Trois plantes pièges testées contre les punaises

La moutarde pas assez efficace

 

 
Les plantes pièges consistent à attirer les punaises phytophages sur des végétaux plus attractifs que la culture en place, puis de les éliminer. L’approche a été testée en culture de chou de plein champ afin de réduire les dégâts de punaises Eurydema. Le Grab a testé la moutarde et le colza implantés à l’extérieur de la parcelle de choux (2017) et dans les rangs de choux (2018). La moutarde s’est avérée une plante piège peu intéressante : elle monte vite à graine et ne permet pas de couvrir la totalité du cycle cultural du chou. Elle n’a pas été utilisée dans l’essai 2019.

 

Le colza intéressant pour attirer Eurydema

 

 
© H. Zell
Dans les essais du Grab, le colza s’est montré beaucoup plus intéressant que la moutarde pour piéger les punaises Eurydema. Il est plus attractif et présente une durée de vie plus longue. L’essai 2018 (insertion des plantes pièges dans les rangs de choux) confirme l’intérêt du colza par rapport à la moutarde. Dans les parcelles protégées avec le colza, il a été observé une réduction des populations de punaises et une réduction des dégâts de piqûres sur les choux. En 2019, les planches de chou étaient protégées avec des plants de colza co-plantés avec la culture et l’introduction du parasitoïde Trissolcus basalis. Là aussi, les choux sont moins attaqués en présence des plantes pièges.

 

La luzerne n’attire pas Lygus et Nezara

 

 
© J. Weber
Sur un site d’Invenio, une bande de luzerne a été implantée de chaque côté d’un tunnel d’aubergine. Les punaises Pentatomidae (comme N. viridula) sont moyennement attirées et colonisent davantage les aubergines. En revanche, les punaises Miridae sont fortement attirées par la luzerne. Cependant, les espèces retrouvées en grand nombre ne sont pas celles que l’on souhaite piéger. En effet, on trouve en majorité des punaises du genre Adelphocoris, peu présentes sur l’aubergine. Lygus est finalement peu présent dans la luzerne dans les conditions de l’essai.

 

Des filets sur choux contre Eurydema

La Chambre d’agriculture des Bouches-du-Rhône a mis en évidence l’efficacité des filets contre les punaises Eurydema sur culture de choux, lors d’essais conduits avec l’Aprel. Sur cette culture, les filets sont une méthode de protection intéressante contre les punaises Eurydema, mais également contre les altises et les chenilles. Les filets sont déployés dès la plantation. Ils permettent ainsi de protéger les choux en début de culture, quand les punaises et altises sont les plus actives et transitent depuis les adventices qui dépérissent avec l’été, et quand les plantes sont peu développées et les plus vulnérables aux attaques des punaises.
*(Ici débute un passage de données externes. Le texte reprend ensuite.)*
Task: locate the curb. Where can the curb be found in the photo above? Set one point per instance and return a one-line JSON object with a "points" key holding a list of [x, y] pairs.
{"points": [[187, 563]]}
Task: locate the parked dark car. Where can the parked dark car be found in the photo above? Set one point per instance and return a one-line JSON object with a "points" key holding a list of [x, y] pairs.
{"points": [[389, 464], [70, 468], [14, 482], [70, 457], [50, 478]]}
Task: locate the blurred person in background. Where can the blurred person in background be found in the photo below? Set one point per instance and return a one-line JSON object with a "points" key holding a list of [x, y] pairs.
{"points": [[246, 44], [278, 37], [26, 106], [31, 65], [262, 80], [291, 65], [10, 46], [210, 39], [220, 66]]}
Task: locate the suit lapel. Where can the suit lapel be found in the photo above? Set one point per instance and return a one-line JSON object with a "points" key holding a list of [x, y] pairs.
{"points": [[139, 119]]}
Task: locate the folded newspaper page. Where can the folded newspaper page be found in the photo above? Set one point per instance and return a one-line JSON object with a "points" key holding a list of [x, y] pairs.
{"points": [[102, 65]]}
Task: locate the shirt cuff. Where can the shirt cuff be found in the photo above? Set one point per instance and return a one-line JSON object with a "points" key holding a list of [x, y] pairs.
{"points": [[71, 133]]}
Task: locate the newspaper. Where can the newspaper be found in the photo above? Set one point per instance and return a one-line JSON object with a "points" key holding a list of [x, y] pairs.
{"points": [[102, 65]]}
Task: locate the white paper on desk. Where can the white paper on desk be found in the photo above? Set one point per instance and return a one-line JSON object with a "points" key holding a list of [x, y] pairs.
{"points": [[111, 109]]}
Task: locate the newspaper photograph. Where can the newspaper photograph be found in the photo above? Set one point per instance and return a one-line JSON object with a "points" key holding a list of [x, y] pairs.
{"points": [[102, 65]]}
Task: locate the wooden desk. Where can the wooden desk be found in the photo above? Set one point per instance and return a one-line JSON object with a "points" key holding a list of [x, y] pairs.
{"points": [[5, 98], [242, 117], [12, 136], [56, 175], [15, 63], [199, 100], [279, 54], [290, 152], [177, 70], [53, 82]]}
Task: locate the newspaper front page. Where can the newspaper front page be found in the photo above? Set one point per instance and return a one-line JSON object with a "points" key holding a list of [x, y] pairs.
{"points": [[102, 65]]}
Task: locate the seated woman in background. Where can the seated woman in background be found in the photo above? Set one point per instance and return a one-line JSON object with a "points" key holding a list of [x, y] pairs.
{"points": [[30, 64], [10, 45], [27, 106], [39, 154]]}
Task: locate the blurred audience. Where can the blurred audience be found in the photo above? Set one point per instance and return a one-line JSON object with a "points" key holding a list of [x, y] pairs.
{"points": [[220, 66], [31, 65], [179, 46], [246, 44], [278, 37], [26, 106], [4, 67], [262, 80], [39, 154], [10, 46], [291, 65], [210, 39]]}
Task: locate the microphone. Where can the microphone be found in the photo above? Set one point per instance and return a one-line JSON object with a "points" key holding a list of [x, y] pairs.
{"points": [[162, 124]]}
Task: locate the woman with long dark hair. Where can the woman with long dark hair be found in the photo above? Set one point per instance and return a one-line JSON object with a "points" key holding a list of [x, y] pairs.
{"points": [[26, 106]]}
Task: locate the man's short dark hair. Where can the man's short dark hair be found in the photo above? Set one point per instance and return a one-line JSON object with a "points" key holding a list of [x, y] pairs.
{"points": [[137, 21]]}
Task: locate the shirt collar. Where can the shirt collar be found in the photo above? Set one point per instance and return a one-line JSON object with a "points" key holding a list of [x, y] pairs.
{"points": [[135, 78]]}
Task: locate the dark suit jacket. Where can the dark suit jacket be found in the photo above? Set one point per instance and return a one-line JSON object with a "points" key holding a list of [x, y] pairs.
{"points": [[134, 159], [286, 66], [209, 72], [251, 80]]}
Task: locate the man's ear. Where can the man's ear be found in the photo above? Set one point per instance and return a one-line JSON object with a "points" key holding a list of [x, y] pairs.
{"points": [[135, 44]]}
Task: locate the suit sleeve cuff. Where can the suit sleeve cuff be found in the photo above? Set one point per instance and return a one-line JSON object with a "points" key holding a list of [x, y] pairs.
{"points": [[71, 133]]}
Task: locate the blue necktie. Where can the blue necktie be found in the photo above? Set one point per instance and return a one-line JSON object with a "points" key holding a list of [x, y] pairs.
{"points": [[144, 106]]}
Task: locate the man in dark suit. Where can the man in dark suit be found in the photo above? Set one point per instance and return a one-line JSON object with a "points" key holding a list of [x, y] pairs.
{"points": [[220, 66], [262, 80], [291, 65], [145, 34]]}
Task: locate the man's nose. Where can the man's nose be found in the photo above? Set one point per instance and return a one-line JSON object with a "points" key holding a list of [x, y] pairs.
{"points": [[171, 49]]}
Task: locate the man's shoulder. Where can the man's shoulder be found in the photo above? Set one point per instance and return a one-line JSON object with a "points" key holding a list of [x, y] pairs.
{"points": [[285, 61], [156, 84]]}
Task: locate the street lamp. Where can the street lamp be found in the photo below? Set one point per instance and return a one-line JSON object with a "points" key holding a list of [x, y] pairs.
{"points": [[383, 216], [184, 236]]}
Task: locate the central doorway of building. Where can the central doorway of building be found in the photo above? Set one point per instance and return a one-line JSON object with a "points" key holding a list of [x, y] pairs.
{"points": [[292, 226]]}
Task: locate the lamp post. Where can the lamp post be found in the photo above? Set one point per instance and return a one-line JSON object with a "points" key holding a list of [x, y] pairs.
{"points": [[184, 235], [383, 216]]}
Il faut cependant s’assurer de mettre en place les filets le plus tôt possible et de la manière la plus étanche possible, pour éviter un développement des ravageurs à l’intérieur. L’essai a montré que le filet ne modifie pas le climat dans des proportions pénalisant la culture. Les températures moyennes sont identiques entre les parcelles avec et sans filet, avec toutefois des températures maximales supérieures sous les filets et donc un climat légèrement plus sec.

Les cultures bio candidates

Une étude technico-économique approfondie réalisée par la Chambre d’agriculture des Bouches-du-Rhône dans le cadre du projet IMPULsE a montré que l’utilisation des filets en culture de choux est coûteuse (coût du filet, mais aussi achat et utilisation des machines de pose). La pose manuelle est difficilement réaliste, elle se réserve à de petites surfaces non mécanisables. En raison de ces surcoûts, la protection des choux par les filets n’est intéressante que dans les cas suivants : lorsque les dégâts de punaises sont nombreux (plantations précoces entre juin et mi-août), en cas de manque de moyens de protection, et quand les prix de commercialisation sont assez élevés (au moins 1,45 euro par pièce en chou-fleur ou chou pommé).

Les cultures de choux bio seraient ainsi les plus à même d’être protégées par les filets. Enfin, plus la mécanisation de l’exploitation et les surfaces cultivées sont importantes, mieux l’exploitation rentabilisera les charges des machines, en les utilisant davantage sur les cultures de choux, mais aussi d’autres espèces pour la pose de paillage plastique (melon, courgette, salade…).